The state supreme court has been crystal clear on the fact that we own our income and that it is property. The need to amend the constitution if a graduated income tax is to be imposed in Washington has long been the clear and consistent message from the state supreme court. For example, on September 13, 1960, the state supreme court issued a unanimous one-page ruling with this sage advice: Don’t ask the court to reverse its numerous rulings prohibiting a graduated income tax; instead amend the constitution.
That 1960 ruling is so timeless the current state supreme court justices could simply re-issue this part of the ruling in response to the WEA’s request to bypass voters:
“The argument is again pressed upon us that these cases were wrongly decided. The court is unwilling, however, to recede from the position announced in its repeated decisions. Among other things, the attorney general urges that the result should now be different because the state is confronted with a financial crisis. If so, the constitution may be amended by vote of the people. Such a constitutional amendment was rejected by popular vote in 1934.”
The justices must have wanted to keep their 1960 ruling to just one page, otherwise they could have listed all the times Washingtonians have rejected a constitutional amendment to allow a graduated income tax. Including those since this ruling, the people voted down such proposals in 1934, 1936, 1938, 1942, 1970 and 1973. Washington voters have also rejected multiple income tax ballot initiatives in 1944, 1975, 1982 and 2010.
Based on citizen comments to the Tax Structure Work Group, Washingtonian’s opposition to an income tax has not waned. Back in March of this year the members of the Tax Structure Work Group formally voted to remove from its legislative recommendations any consideration of a corporate or personal income tax.
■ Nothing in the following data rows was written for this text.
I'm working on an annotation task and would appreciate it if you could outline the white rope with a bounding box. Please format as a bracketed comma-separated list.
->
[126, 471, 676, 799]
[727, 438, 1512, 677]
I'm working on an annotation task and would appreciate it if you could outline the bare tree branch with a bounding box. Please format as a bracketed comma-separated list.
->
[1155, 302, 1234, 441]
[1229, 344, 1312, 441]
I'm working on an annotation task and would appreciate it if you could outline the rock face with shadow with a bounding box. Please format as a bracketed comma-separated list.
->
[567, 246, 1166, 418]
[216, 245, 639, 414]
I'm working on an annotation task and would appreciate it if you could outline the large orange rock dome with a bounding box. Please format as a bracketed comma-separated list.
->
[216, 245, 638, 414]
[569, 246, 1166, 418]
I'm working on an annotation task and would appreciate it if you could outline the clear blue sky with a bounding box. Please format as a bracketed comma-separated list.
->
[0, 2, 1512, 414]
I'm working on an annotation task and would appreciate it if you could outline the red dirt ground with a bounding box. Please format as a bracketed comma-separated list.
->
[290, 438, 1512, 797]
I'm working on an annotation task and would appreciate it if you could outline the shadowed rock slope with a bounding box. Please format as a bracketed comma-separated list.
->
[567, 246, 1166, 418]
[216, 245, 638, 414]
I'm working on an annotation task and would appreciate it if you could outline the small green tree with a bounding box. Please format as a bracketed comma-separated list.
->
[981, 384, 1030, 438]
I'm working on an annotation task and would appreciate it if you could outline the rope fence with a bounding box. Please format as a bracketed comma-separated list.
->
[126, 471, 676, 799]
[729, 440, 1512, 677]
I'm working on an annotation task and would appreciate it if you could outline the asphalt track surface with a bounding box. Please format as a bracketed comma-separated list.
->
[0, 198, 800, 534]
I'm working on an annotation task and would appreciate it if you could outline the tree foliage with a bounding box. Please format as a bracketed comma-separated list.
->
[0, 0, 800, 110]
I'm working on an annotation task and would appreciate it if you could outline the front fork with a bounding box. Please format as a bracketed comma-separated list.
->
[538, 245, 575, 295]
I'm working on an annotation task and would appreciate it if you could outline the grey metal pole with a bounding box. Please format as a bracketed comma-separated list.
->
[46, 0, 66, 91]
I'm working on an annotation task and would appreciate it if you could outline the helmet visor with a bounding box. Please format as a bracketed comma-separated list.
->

According to the Tax Work Group’s consultant report:
- “Overall, respondents did not feel that taxing income would be fairer than solely taxing retail spending and home value. Responses are relatively similar with respect to age, income, and geographic region.”
- “People of color respondents more felt that this Scenario (income tax) would not be fairer compared to their white respondents.”
- “People of color respondents do not think progressive income taxation is a fairer approach.”
Although Washington voters have repeatedly and overwhelmingly opposed imposing an income tax, as evidenced by the more than 50 income tax proposals since 1991, some lawmakers haven’t gotten the message. Should the state Supreme Court take the bait from supporters of the capital gains income tax and rule as demanded by the WEA that we don’t own our income, expect to see even more income tax activity by lawmakers in the near future.
Jason Mercier is the director of the Center for Government Reform at the Washington Policy Center.